The used amount of the aqueous solution in the flask corresponds to 1/13 of the original aqueous solution in the collection unit. Hence, the practical amount of carbon dioxide was obtained by multiplying 13 to the above obtained value.

Based on the measured carbon dioxide amount, the biodegradability was calculated from the above Equations 1 and 2.

The results are shown in the attached FIG. 4.

Experiment

Referring to FIG. 6, there is shown an experimental result of the amount of carbon dioxide evolved from the compost, measured for a short term period by non-dispersive infrared spectrometry according to the above Example 1.

As seen in FIG. 6, an initial amount of carbon dioxide close to 1000 ppm was decreased to 200 ppm after only 3 days. This means that over 80% of cellulose [SIGMACELL type 20, SIGMA, USA] used in the above Example 1 was biodegraded within 3 days, and can be referred to as a biodegradable polymer.

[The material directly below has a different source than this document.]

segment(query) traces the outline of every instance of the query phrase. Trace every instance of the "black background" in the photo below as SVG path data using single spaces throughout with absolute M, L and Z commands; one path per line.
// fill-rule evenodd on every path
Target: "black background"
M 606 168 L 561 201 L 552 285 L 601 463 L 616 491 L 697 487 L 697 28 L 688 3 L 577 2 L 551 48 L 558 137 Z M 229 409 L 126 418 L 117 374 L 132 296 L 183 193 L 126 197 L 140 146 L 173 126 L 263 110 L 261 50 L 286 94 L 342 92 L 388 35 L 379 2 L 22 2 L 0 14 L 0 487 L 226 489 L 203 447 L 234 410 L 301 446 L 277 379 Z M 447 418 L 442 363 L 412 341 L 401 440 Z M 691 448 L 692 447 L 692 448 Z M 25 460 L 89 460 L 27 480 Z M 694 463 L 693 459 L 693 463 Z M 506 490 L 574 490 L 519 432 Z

Whether the sample is a biodegradable polymer or not can be determined by means of the biodegradability determination apparatus of the present invention, which is advantageous in terms of shorter testing periods, compared to conventional apparatuses requiring 1 week or longer.

INDUSTRIAL APPLICABILITY

According to the biodegradability measuring method of the present invention, the amount of carbon dioxide is rapidly, quantitatively and reproducibly measured, using non-dispersive infrared spectrometry, and thus the method is properly used for research and development procedures of biodegradable polymers.

The present invention has been described in an illustrative manner, and it is to be understood that the terminology used is intended to be in the nature of description rather than of limitation. Many modifications and variations of the present invention are possible in light of the above teachings. Therefore, it is to be understood that within the scope of the appended claims, the invention may be practiced otherwise than as specifically described.